Yesterday morning I discovered the secret of life: breakfast pastries. Before that, I thought the secret of life was butter. Now I know it's butter plus sugar.

I imagine many of you already know this. I am clearly a slow developer. This is probably connected with the fact that I grew up in Yorkshire, where breakfast (weekends) was bacon and eggs or (on school days) cereal in summer and porridge in winter. Both with appropriate volumes of tea, that is, enough to sink a battleship.

When I left home I mostly couldn't afford breakfast. Since I've been able to afford to eat almost anything I want when I get up I tend to stick to eggs with toast or fruit (work days), fish (trout! yum!--leisure days), and massively exotic decadence (a ten-course South-meets-history-of-England extravaganza with ten of my best friends and two dozen bottles of champagne; it lasted eleven hours--high days and holidays).

But that's by the by.

Monday night/Tuesday morning I had occasion to remark to Kelley that I had a yen for something...different.
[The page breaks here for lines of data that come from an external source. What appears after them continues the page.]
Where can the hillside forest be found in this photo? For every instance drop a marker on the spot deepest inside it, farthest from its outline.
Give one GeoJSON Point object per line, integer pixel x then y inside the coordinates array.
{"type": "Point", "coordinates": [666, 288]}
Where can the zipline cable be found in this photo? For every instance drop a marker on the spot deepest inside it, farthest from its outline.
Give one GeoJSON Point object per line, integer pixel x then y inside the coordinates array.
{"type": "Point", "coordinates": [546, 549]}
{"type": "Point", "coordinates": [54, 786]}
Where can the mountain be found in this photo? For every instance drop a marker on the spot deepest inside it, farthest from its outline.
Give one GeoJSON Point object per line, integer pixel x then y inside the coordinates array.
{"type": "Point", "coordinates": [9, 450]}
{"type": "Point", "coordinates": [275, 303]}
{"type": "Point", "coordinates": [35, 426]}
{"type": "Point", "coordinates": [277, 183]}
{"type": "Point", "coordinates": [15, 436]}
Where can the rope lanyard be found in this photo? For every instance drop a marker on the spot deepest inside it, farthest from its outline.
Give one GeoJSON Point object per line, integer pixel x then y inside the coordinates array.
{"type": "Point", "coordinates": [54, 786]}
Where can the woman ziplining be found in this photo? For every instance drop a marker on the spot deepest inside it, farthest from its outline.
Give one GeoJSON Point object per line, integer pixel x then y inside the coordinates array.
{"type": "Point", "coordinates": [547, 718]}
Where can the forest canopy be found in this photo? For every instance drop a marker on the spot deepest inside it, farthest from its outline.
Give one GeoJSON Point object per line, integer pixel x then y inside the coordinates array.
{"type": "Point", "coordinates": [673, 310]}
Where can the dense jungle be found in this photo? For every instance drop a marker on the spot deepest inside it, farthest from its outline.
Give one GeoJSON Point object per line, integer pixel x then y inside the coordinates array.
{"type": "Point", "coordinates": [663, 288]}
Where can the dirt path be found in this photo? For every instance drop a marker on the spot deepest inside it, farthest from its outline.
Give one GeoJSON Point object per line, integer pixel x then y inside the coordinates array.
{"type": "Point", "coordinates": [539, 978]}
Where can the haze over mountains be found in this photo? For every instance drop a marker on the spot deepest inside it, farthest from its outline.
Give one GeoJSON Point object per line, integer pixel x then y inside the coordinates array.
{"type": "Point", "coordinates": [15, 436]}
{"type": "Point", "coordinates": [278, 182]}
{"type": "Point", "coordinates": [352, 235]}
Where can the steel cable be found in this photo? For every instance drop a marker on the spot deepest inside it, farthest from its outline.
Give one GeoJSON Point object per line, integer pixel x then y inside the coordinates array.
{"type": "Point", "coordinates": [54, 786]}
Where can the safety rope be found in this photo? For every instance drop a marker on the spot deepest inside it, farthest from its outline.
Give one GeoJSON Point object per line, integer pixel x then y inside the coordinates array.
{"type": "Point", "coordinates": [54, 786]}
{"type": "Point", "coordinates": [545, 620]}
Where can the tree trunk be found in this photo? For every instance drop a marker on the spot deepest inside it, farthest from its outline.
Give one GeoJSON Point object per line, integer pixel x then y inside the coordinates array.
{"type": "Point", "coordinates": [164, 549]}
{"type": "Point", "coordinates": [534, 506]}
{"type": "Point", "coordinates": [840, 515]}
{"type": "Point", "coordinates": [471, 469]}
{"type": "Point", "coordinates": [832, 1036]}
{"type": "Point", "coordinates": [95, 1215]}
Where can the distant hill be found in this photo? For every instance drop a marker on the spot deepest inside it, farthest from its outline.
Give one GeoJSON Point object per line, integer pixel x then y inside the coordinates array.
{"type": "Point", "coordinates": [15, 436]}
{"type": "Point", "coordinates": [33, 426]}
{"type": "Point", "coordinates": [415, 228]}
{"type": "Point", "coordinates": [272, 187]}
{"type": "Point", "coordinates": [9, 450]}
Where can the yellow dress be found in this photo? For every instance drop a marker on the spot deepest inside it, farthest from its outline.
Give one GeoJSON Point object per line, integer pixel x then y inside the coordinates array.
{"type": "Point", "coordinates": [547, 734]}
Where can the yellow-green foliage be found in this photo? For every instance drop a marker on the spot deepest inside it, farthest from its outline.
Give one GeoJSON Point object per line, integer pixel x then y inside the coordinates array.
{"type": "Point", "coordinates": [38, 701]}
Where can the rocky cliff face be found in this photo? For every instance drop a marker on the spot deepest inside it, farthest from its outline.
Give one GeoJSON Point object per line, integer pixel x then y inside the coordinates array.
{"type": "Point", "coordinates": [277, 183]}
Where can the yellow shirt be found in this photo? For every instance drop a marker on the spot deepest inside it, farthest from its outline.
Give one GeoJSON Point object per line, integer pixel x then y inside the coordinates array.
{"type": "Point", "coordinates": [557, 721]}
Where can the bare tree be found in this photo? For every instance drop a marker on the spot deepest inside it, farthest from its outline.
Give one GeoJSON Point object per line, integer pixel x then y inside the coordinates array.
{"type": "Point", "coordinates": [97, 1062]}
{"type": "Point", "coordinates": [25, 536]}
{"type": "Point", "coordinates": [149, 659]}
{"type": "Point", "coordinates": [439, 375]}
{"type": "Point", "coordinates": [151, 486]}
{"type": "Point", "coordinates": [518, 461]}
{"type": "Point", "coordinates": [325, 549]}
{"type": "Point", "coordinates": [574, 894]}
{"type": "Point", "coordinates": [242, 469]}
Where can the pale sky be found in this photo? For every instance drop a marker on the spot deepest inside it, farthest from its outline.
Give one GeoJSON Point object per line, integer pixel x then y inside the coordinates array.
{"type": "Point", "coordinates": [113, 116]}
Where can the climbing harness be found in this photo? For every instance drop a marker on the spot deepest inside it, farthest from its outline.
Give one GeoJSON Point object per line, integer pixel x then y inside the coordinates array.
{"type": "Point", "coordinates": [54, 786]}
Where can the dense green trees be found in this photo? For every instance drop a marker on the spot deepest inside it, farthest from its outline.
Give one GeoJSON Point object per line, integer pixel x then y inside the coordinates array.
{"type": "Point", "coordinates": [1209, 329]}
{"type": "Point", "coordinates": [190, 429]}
I fell into a reverie about croissants and scones I have known. (Usually encountered in hotels.) I fell asleep and dreamt of fatty farinaceous objects.

When I woke up Tuesday morning, magic had visited the kitchen. In the centre of the table was my favourite plate (you don't have a favourite plate? you need to learn to live) laden with, well, deliciousness. Croissants, turnovers, and other oddly shaped things I have no name for. (One looked like a strange bivalve.) I gaped. Kelley looked terribly pleased with herself. I looked terribly pleased with Kelley. Some time later, we weighed a few pounds more and felt terribly, terribly pleased with each other and life in general. And then, on a sugar and endorphin high, I wrote a zillion words of Hild. And then the sun came out. The world just glittered. And one of our day lilies bloomed. In November.

Clearly I've been operating under a disadvantage all these years. I now know that if I eat butter, sugar, and white wheat I can probably write three novels a year. I might die young but, damn, I'll die smiling.

For the record, my favourite was a peach croissant. My least favourite was a chocolate croissant. If you're going to eat chocolate for breakfast, it should either be chocolate cloud cake or Champagne truffles.

But, also for the record, any breakfast, or none at all, is just fine if I'm at the table with Kelley.